Od kiedy zaczęły się pojawiać informacje, że UBS, największy bank Szwajcarii i jeden ze światowych kolosów, jest w kłopotach, udziałowców najpierw ogarnęło zdziwienie, potem zmartwienie, a na koniec furia.
Zjednoczeni bandyci szwajcarscy
UBS ma tysiące drobnych akcjonariuszy, w większości zamożnych, starszych Szwajcarów. Jeszcze się nie zdarzyło, żeby w ciągu kilku miesięcy wartość ich akcji spadła o połowę. W niedzielę postanowili zaprotestować przeciwko tej grabieży dokonanej przez ich własny bank w biały dzień. Ponad tysiąc osób zebrało się w Zurychu przed siedzibą UBS pod hasłem "United Bandidts of Switzerland". Akcjonariusze mają bankowi za złe, że przyjął od państwa 60 mld dolarów zapomogi, ich udziały w banku tracą na wartości, a bankowcom wszystko uchodzi płazem.

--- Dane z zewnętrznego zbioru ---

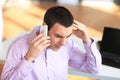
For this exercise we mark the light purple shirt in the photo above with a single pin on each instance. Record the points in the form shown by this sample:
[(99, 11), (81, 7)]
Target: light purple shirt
[(50, 65)]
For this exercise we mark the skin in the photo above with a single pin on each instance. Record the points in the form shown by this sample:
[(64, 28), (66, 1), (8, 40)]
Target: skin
[(58, 36)]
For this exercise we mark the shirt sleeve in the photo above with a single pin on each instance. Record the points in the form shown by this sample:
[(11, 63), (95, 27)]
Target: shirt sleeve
[(16, 67), (87, 61)]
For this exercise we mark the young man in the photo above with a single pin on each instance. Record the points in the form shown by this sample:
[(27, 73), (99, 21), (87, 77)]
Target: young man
[(36, 57)]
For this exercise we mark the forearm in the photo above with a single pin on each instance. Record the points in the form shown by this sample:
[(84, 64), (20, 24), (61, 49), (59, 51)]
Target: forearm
[(16, 72), (93, 58)]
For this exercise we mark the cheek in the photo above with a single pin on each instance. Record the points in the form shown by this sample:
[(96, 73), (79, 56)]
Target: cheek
[(54, 40)]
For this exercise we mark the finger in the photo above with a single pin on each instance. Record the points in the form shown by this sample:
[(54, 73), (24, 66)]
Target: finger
[(38, 37), (42, 40), (45, 44)]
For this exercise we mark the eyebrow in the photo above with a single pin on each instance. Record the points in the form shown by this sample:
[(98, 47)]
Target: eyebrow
[(62, 36)]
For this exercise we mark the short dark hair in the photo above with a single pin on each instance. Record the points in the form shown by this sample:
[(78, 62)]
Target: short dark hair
[(58, 14)]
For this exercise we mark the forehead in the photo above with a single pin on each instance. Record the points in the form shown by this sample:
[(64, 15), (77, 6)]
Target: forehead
[(62, 30)]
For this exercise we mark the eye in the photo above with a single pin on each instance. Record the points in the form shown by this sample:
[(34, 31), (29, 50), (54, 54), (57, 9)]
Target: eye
[(58, 36)]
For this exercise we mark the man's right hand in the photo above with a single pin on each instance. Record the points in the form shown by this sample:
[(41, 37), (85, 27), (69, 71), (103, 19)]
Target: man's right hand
[(36, 46)]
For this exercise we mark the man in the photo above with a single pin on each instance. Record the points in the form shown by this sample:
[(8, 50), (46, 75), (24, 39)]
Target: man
[(37, 57)]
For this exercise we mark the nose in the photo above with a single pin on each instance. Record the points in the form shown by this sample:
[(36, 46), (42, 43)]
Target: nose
[(63, 41)]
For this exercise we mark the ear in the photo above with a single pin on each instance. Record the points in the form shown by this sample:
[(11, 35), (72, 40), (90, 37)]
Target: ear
[(44, 23)]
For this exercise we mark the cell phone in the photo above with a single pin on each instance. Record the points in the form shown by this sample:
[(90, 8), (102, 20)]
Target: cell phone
[(45, 28)]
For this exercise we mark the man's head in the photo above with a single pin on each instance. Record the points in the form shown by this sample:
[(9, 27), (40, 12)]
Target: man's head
[(58, 14), (59, 21)]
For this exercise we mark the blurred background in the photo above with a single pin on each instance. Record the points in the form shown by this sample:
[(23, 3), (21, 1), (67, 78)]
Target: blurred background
[(17, 16)]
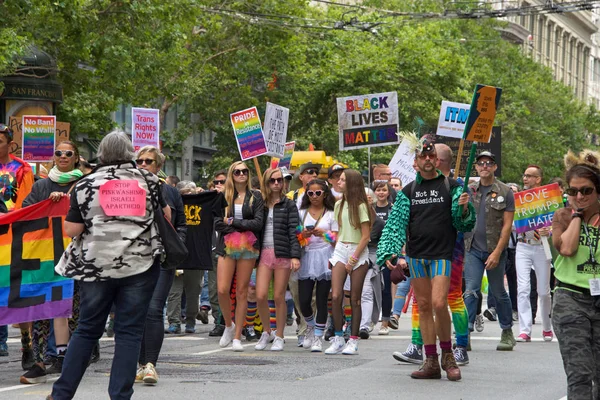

Szwajcarzy wiedzą, że szefowie UBS zgarniali najwyższe pensje w Europie. Do tego dochodziły sowite premie, które kazali sobie wypłacać mimo kryzysu. Niektórzy akcjonariusze nie kryli oburzenia. Podczas walnego spotkania jeden z nich nawet wdrapał się na podium, gdzie siedział cały zarząd UBS i wyciągnął z kieszeni szwajcarskie kiełbaski, którymi zaczął wymachiwać przed nosem prezesa UBS Marcela Ospela: "Przyniosłem ci coś do jedzenia, gdybyś zgłodniał. Oddawaj premię, i to już!". Ospel później zwolnił fotel prezesa, ale wielomilionowych premii, które zainkasował, nie chciał oddać.
"Tknij pieniądze Szwajcara, a poznasz, co to szwajcarska wściekłość", skomentował Bernhard Weissberg z popularnej gazety Blick furię szwajcarskich udziałowców.